Punks Not Dead: London Calling #1
Writer: David Barnett
Artist: Martin Simmonds
Feargal Ferguson, also known as Fergie, is a fifteen-year-old teenager that didn’t have many friends until one day he started talking to a ghost of a deceased punk rock band, Sid, to which apparently he’s stuck together. After dealing with bullies, magical ‘bombs’, the boys are headed to London with the police on their backs. This is the plot of IDW’s new Punks Not Dead: London Calling which took off in a quite promising way, with eccentric writing and gorgeous artwork.
This first issue picks up with Sid and Fergie on their way to London in search for Fergie’s father, hoping he can shed some light on the boy’s sudden magical powers. We get an introduction in plain text explaining the whole situation to the reader, recalling the events from the first volume. We also get to know about Fergie’s mom, Julie, and Natalie, Fergie’s not-a-girlfriend, as they help each other to cope with what’s been happening. Agent Asif of the Department of Extra-Usual Affairs and the amazing douche Agent Culeppeper are also present in this miniseries. Yet another familiar face is the serial killer known only as Bobby who promised to help Fergie through the supernatural forum but clearly intends to hurt the boy. The new characters for this title appear to be yet another group of people interested in Fergie’s abilities.

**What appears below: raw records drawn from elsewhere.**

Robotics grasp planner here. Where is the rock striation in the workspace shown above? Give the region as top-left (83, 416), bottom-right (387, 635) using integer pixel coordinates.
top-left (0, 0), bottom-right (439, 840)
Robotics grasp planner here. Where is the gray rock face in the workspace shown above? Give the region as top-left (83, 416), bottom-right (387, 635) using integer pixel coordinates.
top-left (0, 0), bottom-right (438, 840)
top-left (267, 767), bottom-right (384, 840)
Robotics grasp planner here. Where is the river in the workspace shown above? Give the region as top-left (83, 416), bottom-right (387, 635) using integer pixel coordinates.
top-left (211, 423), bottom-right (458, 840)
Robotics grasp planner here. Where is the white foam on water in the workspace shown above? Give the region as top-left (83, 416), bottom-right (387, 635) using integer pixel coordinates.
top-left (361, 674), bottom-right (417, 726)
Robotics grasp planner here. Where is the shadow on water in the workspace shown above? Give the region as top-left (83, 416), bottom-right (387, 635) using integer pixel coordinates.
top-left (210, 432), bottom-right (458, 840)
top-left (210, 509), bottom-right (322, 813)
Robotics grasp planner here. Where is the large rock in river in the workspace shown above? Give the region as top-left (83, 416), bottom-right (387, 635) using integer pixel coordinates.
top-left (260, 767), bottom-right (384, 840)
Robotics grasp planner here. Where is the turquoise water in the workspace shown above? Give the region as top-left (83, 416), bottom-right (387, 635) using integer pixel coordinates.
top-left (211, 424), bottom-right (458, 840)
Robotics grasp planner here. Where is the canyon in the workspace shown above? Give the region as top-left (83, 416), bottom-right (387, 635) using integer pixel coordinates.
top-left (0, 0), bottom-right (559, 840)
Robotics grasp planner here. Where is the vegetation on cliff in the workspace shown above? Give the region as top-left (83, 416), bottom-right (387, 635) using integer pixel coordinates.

The writing for this first chapter feels rushed on a first read, since pretty much happened in Punks Not Dead’s volume #1. If you choose to skip over the text introduction mentioned above you can get a grasp of what has already happened and why the main characters find themselves in London through dialogues. However, upon a second read, it’s possible to realize why David Barnett chose this approach.
For this first chapter, we are introduced to every element we need to know to get interested in the story without exception. Barnett reports the past events in a very fluid manner, mixing those facts naturally in conversations of various scenes, never once feeling like forced exposition making the read friendly for a first-time reader. Plus, Barnett managed to structure every page in its own singular grid type, utilizing of the storytelling tools the comic book media offers, in a masterful way.
The book is spectacularly illustrated by Simmonds. The backgrounds change from scene to scene, looking steady with firm and strong lines in scenes without any mystical elements involved, and appearing as sketches with loose lines and a different glow when the scene displays a magical manifestation or ritual. Each character has a unique design to them making it possible for the reader to pick up who is who quickly. My favorite element of the artwork, however, was the coloring. The regular elements of day-to-day life look opaque and bland, which makes every single magical element stand out since these are presented in neon tones of purple, green and blue, giving it all a heavier impact than on the first volume in which things just happened without much charm to them.
The great writing, gorgeous penciling, and breathtaking coloring are to show just how good the second part of Fergie and Sid’s story can come to be. This being the first chapter we already get beautiful pages of ‘exorcism’ and other mystical manifestations.
The great writing, gorgeous penciling and breathtaking coloring are to show just how good this book can come to be. The story is just starting and we already get beautiful pages of 'exorcism' and other mystical manifestations.